Pubdate: Tue, 12 Jan 2016
Source: Dayton Daily News (OH)
Copyright: 2016 Dayton Daily News
Author: Jim Provance, The (Toledo) Blade


Hearings Across the State to Gauge Ohioans' Feelings.

COLUMBUS - Ohio voters convincingly rejected the 
marijuana-legalization proposal on November's ballot, but state 
lawmakers will explore the possibility of allowing the use of pot for 
medical purposes only.

Multiple polls have shown strong support for the concept of medical 
marijuana. The Ohio Senate and House will announce as early as this 
week a series of bipartisan hearings across the state to gauge 
Ohioans' feelings on what that system might look like.

Absent from those discussions, though, will be the idea of legalizing 
pot for recreational purposes or the wholesale and retail 
infrastructures that were blamed for the failure of Issue 3 on Nov. 3.

Sen. David Burke, a Marysville pharmacist and Republican whose 
district stretches north to Sandusky Bay, is not a fan of marijuana.
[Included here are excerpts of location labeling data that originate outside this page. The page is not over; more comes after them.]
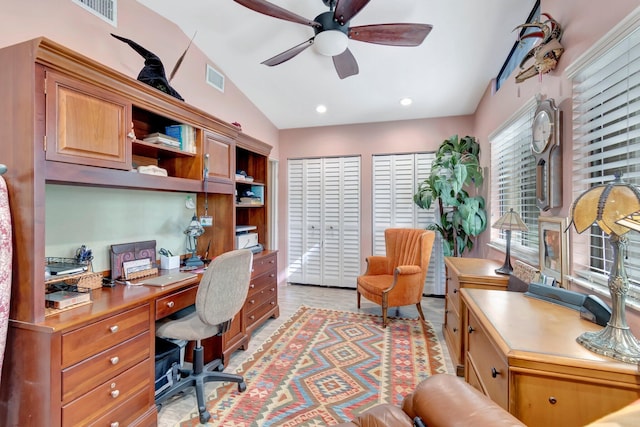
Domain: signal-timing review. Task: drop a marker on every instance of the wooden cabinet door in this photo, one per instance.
(219, 159)
(85, 124)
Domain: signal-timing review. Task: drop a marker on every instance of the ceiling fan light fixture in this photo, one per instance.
(330, 42)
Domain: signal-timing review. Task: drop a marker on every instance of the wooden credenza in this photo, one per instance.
(522, 353)
(465, 273)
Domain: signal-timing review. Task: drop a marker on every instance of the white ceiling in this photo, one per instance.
(445, 76)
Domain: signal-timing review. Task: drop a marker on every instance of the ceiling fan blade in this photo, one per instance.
(345, 64)
(288, 54)
(347, 9)
(266, 8)
(391, 34)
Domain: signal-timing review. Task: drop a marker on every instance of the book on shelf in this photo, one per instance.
(160, 138)
(186, 134)
(63, 299)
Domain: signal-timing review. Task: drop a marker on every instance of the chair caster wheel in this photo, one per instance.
(204, 417)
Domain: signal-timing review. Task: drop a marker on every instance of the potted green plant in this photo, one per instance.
(461, 216)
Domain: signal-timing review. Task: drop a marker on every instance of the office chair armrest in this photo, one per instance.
(377, 264)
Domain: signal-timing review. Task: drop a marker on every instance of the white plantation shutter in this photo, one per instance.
(513, 181)
(324, 221)
(606, 123)
(395, 181)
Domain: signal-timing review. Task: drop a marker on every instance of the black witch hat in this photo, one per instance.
(153, 71)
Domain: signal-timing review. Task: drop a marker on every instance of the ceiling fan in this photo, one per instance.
(332, 32)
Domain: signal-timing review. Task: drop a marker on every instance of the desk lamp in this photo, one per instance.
(193, 231)
(610, 206)
(509, 222)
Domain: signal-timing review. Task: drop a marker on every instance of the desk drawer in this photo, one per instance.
(96, 337)
(490, 367)
(125, 414)
(264, 264)
(107, 396)
(175, 301)
(83, 376)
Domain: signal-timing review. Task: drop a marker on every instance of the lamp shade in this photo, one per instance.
(604, 205)
(510, 221)
(330, 42)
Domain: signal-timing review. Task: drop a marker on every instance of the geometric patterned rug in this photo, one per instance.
(323, 367)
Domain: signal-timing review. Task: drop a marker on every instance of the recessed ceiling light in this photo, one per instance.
(406, 101)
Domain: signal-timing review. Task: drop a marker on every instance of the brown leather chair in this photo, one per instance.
(397, 279)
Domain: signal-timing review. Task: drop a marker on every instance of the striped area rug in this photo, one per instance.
(322, 367)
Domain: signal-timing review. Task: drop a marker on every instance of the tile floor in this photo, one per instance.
(290, 298)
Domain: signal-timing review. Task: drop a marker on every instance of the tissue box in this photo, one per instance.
(169, 262)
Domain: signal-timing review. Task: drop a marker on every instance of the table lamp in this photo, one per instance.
(509, 222)
(193, 231)
(610, 206)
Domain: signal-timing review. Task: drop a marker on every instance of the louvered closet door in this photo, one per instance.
(395, 181)
(324, 221)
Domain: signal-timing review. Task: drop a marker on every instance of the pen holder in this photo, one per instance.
(169, 262)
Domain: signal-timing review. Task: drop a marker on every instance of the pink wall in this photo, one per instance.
(68, 24)
(364, 140)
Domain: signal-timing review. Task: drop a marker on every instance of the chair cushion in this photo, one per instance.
(189, 327)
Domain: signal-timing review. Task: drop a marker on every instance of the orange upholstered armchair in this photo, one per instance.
(397, 279)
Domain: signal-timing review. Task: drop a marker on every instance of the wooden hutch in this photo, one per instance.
(66, 119)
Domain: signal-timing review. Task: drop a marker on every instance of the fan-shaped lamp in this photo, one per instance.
(193, 231)
(509, 222)
(611, 206)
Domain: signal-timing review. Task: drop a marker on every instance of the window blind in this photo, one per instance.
(606, 122)
(513, 181)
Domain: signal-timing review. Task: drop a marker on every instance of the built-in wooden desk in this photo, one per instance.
(522, 352)
(95, 364)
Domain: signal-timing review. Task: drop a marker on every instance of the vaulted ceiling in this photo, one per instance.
(445, 76)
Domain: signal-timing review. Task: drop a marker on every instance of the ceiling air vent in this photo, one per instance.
(105, 9)
(215, 78)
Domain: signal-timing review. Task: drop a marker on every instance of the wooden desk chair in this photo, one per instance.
(221, 294)
(397, 279)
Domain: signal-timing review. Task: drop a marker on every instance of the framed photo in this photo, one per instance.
(554, 247)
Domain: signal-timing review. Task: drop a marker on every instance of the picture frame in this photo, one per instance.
(553, 247)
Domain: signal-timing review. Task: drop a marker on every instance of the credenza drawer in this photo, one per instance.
(96, 337)
(125, 414)
(177, 301)
(83, 376)
(259, 311)
(107, 396)
(263, 264)
(260, 284)
(490, 367)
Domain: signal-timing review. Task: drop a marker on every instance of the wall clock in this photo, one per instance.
(546, 135)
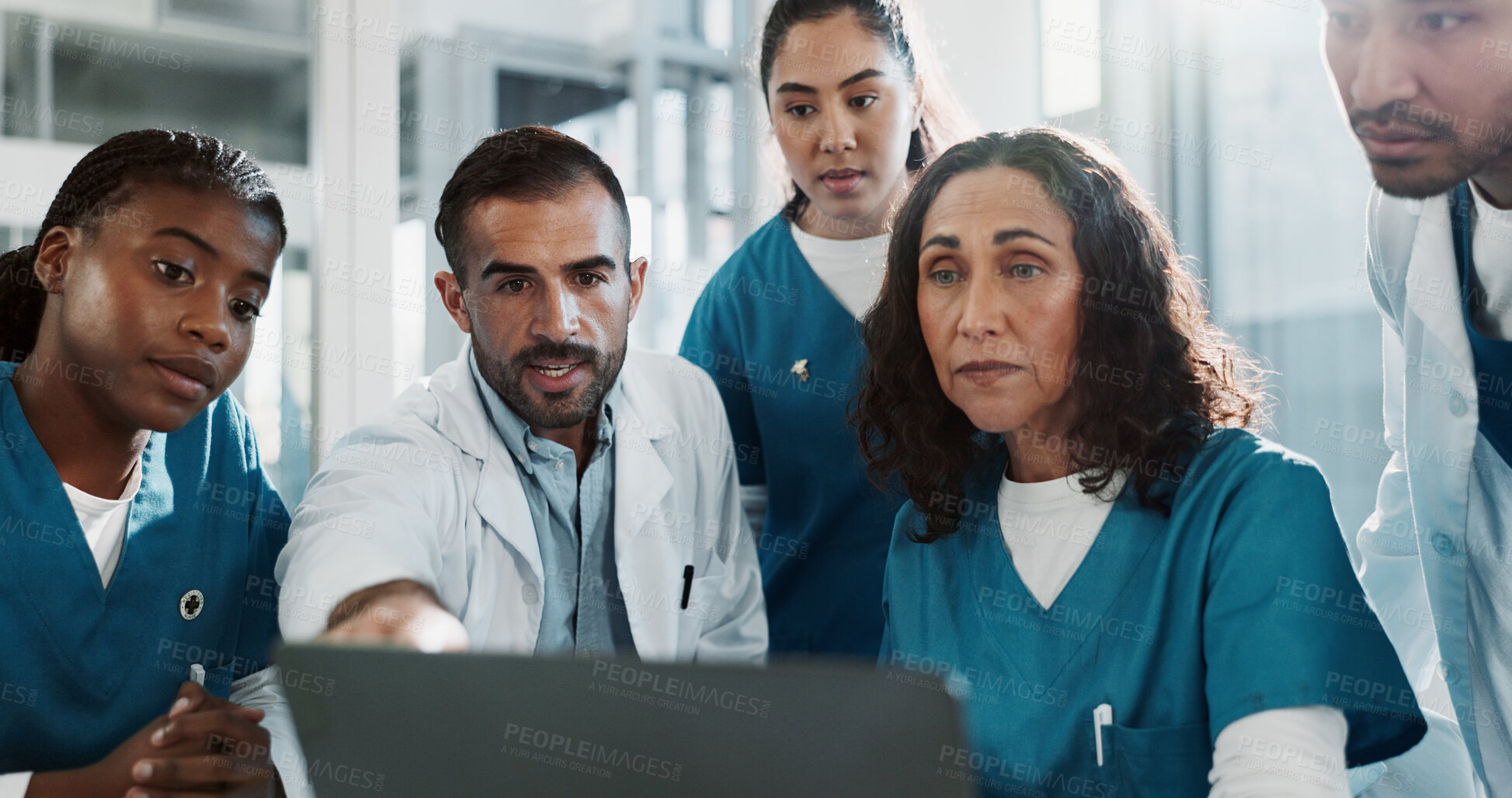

But he said the General Assembly must look at the issue rather than 
allow someone else to use the state constitution to go around 
lawmakers as occurred in 2009 when voters legalized casino gambling.

"There is more support among Ohioans for medical marijuana than there 
has been in the past," said Burke, the Senate's frontman on the 
issue. "I believe it is prudent that the General Assembly function as 
it should and reflect the will of our constituents."

The hearings would be designed to gauge support or opposition of the 
concept and to consider options for a distribution system for medical 

Marijuana remains illegal under federal and state law, but lawmakers 
may look at some form of research program that might have the state 
grow, test, and dispense marijuana to patients with debilitating 
conditions, for whom their doctors determine marijuana might be beneficial.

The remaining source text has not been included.